E poiché, a un certo punto, dove la roccia si innesta al monte, la rupe si incurva, si abbandona, formando come una specie di collo esile, io qui gettai una scalinata, che dall’orlo superiore della terrazza scende a triangolo…
Malaparte insieme al costruttore Adolfo Amitrano raccomandò personalmente lo stile da utilizzare per gli interni della sua casa. Tra questi, un intervento rilevante fu l’idea di costruire un piccolo pertugio che dava direttamente sul mare nella parete del grande camino del salone. I quattro elementi della natura si uniscono: la terra della pavimentazione pietrosa incontra il fuoco e l’aria del camino, che confluiscono infine nel mare aperto sottostante.
L’Odissea di Paul e Camille
Da non trascurare il fatto che Paul sia stato scelto dal produttore per cui sta lavorando per riscrivere la sceneggiatura dell’Odissea. Anche nell’opera omerica troviamo personaggi persi che vagano senza una meta ben precisa, che devono affrontare imprevisti, maledizioni e drammi amorosi che cambieranno inevitabilmente la linearità del loro destino. Famosissima la scena in cui l’attrice icona del cinema francese Brigitte Bardot prende il sole sdraiata — senza vestiti — sull’enorme terrazza assolata. Nella film diventa una sorta di femme fatale irraggiungibile e per alcuni momenti immateriale: un doppio di Penelope, una donna contesa tra due uomini agli antipodi.
In questo racconto coniugale la villa diviene teatro dei drammi della coppia, costretta a vivere a stretto contatto con altre persone che non faranno altro che incrinare ulteriormente il legame tra i due, rompendolo definitivamente alla fine della pellicola. Le stanze silenziose osservano il trascorrere dei giorni divenendo esse stesse spettatrici, talvolta capaci di riflettere gli stati d’animo dei protagonisti in scena. La fine della fiducia reciproca e la dichiarazione quindi del disprezzo da parte di Camille, coincide con la simbolica discesa della scalinata arrivando a toccare il mare, dove Paul e Camille si separano per sempre. Una discesa negli inferi paradossale che però riflette perfettamente l’anima della pellicola.

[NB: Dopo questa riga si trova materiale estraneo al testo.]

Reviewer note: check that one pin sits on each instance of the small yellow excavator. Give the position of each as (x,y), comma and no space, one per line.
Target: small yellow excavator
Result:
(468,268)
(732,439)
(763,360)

Ulisse impiega dieci anni per tornare, perché non vuole tornare indietro. È logico. Ulisse non ha fretta di tornare a casa sua ad Itaca perché non si sente felice con Penelope. Il problema esisteva già prima che partisse per la guerra. Se fosse stato felice non sarebbe mai andato via.
Non solo Godard
Data la sua imparagonabile bellezza, la villa è stata palcoscenico di altre pellicole tra cui La pelle (1981) di Liliana Cavani. La scenografica location qui assume però un valore semantico totalmente diverso dal caso precedente, in quanto il film — con protagonisti Marcello Mastroianni e Claudia Cardinale — raccontava la storia personale di Curzio Malaparte, e diventava impossibile non integrarla nella narrazione. Villa Malaparte ha dunque raccontato e racconterà sicuramente tante storie, e chissà quale sarà la prossima.